Пошли втроем… Машенька, кстати, склонялась к материнскому мнению. Папенька, понятное дело, на исторические события еще тридцать лет назад насмотрелся, а им взглянуть хоть одним глазком не мешает.
Проезжих перед шлагбаумом скопилось на удивление немного. Хотя место было бойкое, именно здесь сходились воедино три тракта: приведший их сюда Московский, и Варшавский, и еще один тракт, не длинный, но содержавшийся не в пример лучше двух первых, – соединял он столицу с Царским Селом, с резиденцией государыни-императрицы.
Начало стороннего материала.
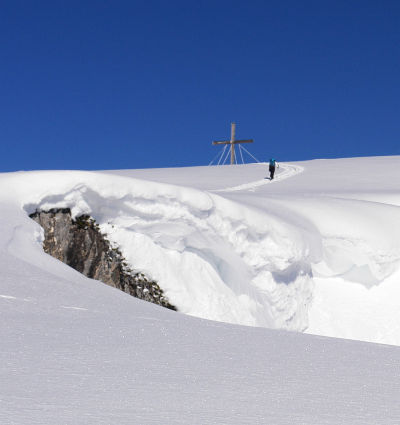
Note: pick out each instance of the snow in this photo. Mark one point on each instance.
(315, 251)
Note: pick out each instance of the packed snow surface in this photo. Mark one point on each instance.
(315, 250)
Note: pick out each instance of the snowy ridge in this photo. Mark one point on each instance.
(287, 170)
(235, 263)
(321, 248)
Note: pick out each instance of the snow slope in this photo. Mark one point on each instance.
(316, 250)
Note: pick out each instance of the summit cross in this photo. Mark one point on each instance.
(233, 142)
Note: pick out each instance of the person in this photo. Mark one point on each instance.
(272, 165)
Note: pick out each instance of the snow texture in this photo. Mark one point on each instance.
(315, 250)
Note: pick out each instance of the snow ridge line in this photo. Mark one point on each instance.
(238, 264)
(289, 170)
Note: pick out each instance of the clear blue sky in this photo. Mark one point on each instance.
(138, 84)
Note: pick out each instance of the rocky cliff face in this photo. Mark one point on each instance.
(80, 244)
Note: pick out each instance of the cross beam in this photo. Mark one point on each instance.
(232, 142)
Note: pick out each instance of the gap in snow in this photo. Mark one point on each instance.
(254, 254)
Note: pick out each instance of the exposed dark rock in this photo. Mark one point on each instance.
(80, 244)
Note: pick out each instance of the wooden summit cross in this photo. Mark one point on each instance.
(233, 142)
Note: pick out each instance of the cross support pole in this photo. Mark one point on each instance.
(233, 142)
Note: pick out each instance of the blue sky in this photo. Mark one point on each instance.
(139, 84)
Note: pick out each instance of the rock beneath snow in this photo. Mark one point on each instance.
(80, 244)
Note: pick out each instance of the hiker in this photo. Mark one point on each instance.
(272, 164)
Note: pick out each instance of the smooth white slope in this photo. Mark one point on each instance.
(349, 211)
(312, 250)
(77, 352)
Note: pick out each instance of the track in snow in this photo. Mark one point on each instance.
(289, 170)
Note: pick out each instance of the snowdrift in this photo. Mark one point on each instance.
(316, 250)
(280, 254)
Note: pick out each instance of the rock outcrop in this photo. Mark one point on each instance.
(80, 244)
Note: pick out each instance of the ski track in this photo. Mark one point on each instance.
(289, 170)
По разумению Машеньки, за то не столь уж малое время, что они простояли у Средней Рогатки, здесь должна была скопиться длинная вереница самых разных экипажей. Но нет, кроме их кареты и трех возков с пожитками, виднелись еще три крестьянских упряжки, явно едущие не из дальних мест: две телеги, груженые мешками с мукой, да дроги с хлыстами нестроевого леса. Еще стояла пароконная грузовая фура, крытая, вид у нее был казенный, но откуда едет и что везет, не понять.
Была еще бричка, стоявшая поодаль, наособицу, – дорогая, с кожаным новеньким верхом, а стати коней смогла оценить по достоинству даже Машенька, ни в коей мере не лошадница.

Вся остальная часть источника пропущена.